Around this time, every year, I start thinking of new things to do to myself. I begin dieting on Monday and usually end it by Wednesday. I get up at 6:30 to exercise and by 7:30 I've finished a stack of hotcakes and sausages. Recently, my thoughts turned to my hair. I wanted to do something different. My short bush was uneven, dry and lifeless. I figured if I could get my head together, my body would follow, but the thought of spending $55 to $75 at the hairdresser to get a permanent made me shudder. I decided to invest $7.50 in a do-it-yourself curling kit.
After dinner, I sent the kids to the basement to play, cleared off the table and spread out all the ingredients of the curling kit. Once I read the simple step-by-step instructions, I was anxious to have tiny little dangling curls, blowing gently in the breeze. I had already picked out a dress that flairs out when you turn and new shoes to complement my new hair.
The first step was to wash my hair in the special shampoo and towel pat dry. Easy.
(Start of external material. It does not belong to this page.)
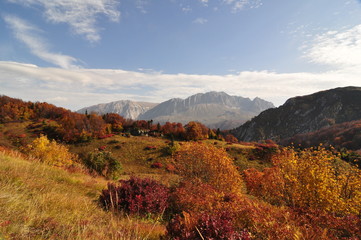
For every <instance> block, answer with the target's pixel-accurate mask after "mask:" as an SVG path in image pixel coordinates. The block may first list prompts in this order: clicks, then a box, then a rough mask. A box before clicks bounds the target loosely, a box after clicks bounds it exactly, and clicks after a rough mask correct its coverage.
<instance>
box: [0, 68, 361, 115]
mask: <svg viewBox="0 0 361 240" xmlns="http://www.w3.org/2000/svg"><path fill="white" fill-rule="evenodd" d="M360 74H361V69H359V70H356V69H354V71H353V72H349V71H343V70H338V71H330V72H324V73H302V72H300V73H276V72H269V71H253V72H249V71H244V72H240V73H238V74H229V75H191V74H181V73H180V74H164V73H161V72H132V71H124V70H117V69H59V68H41V67H37V66H35V65H30V64H22V63H15V62H0V86H1V93H0V94H5V95H9V96H11V97H17V98H22V99H25V100H32V101H48V102H51V103H54V104H57V105H59V106H62V107H66V108H70V109H72V110H77V109H79V108H82V107H86V106H89V105H93V104H97V103H102V102H110V101H116V100H125V99H130V100H137V101H149V102H161V101H165V100H168V99H170V98H174V97H181V98H186V97H188V96H190V95H192V94H195V93H199V92H207V91H224V92H226V93H228V94H231V95H237V96H243V97H250V98H254V97H256V96H258V97H261V98H263V99H266V100H268V101H272V102H273V103H274V104H276V105H280V104H283V103H284V102H285V101H286V100H287V99H288V98H290V97H294V96H297V95H305V94H311V93H313V92H316V91H320V90H325V89H329V88H334V87H341V86H350V85H354V86H357V85H360V79H359V76H360Z"/></svg>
Then I put on the thin plastic gloves and spread the greasy stuff around my hairline to prevent irritation. When I applied the curling gel it started to burn my scalp. I rushed to the sink and rinsed it off. I wasn't going to be discouraged, I'd just have be make sure it didn't touch my skin.
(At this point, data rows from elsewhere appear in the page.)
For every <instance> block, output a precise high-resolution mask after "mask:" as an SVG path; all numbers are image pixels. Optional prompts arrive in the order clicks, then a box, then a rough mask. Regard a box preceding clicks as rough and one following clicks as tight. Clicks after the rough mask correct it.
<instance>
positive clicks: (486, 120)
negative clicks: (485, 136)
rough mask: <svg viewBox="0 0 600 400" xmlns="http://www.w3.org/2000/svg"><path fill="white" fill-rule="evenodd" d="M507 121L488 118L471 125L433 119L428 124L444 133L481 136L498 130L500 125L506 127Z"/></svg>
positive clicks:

Back at the table I carefully applied the gel and began the long process of putting 42 small rod curlers in my hair. Drops of water mixed with gel started working their way down my face, toward my eyes, and I envisioned being blinded by the stuff. I kept frantically reaching for the towel and wiping my face to ward off disaster.
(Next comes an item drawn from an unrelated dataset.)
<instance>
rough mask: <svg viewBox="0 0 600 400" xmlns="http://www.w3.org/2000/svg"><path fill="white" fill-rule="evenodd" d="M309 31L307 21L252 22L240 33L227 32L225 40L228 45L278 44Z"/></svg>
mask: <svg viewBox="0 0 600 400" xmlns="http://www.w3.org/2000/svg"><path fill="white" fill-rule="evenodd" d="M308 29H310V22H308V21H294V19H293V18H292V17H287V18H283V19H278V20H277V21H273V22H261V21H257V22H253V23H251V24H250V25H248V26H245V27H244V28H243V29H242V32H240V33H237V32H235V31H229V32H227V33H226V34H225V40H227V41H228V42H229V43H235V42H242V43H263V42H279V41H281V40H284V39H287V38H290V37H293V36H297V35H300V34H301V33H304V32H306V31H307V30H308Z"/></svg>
The instructions said to use curling papers on each roller but it was impossible to pick up one paper at a time since all the goop on my gloves made the papers stick together. I called my daughter for help. When she came upstairs, the funky odor of the gel prompted her to say, "Whew! Smells like a rotten egg!" I told her to shut up and separate all those little pieces of paper.
Halfway through the rolling process my index fingers began to poke out of the thin gloves. I certainly did not want to take a chance on having the perm melt them away, so I awkwardly finished the rolling job without using them.
Once that was done, I was instructed to place the enclosed plastic bag over my head (not my face!) and sit under the dryer for 40 minutes. Well, I wasn't about to go through all that for nothing, so I sat for 50 minutes to make sure all was perfect.
With the rollers still in place, I was supposed to rinse hair in warm water for five minutes. I did. I was beginning to feel more and more beautiful. Apply neutralizing solution and wait 15 minutes. It had been three hours since I started the whole process, so 15 more minutes wouldn't hurt me. Any price for vanity.
At the end of the 15 minutes, I had to rinse in cool water. I didn't want to keep getting in and out of the shower, so I knelt by the bathtub and used the sprayer. Water splattered everywhere, but somehow it didn't bother me--I gave no thought to the mess I would have to clean later.
All right, add more neutralizing solution and wait five minutes. At that point I started getting a little anxious. Nervously, I lit a cigarette and paced the bathroom. Three minutes to go. Two. I watched the second hand count down the last minute.
Spray hair with curl activator and gently remove each roller. Rinse again in cool water, towel dry and spray more curl activator.
Then came the uncovered check. You know, like when you're driving behind a big truck and suddenly he changes lanes and you discover a parked car two feet away and you slam on the brakes.
I looked in the mirror, prepared to meet to the new me. Staring back was a familiar face--surrounded by familiar hair. Nothing had changed. My hair looked exactly as it had three and a half hours before! I couldn't believe it. It wasn't softer, livelier, flowing. No curls for the breeze to shake gently. Nothing.
Next day I wore my usual blue jeans, baggy shirt and tennis shoes to work. Nobody said anything about my hair.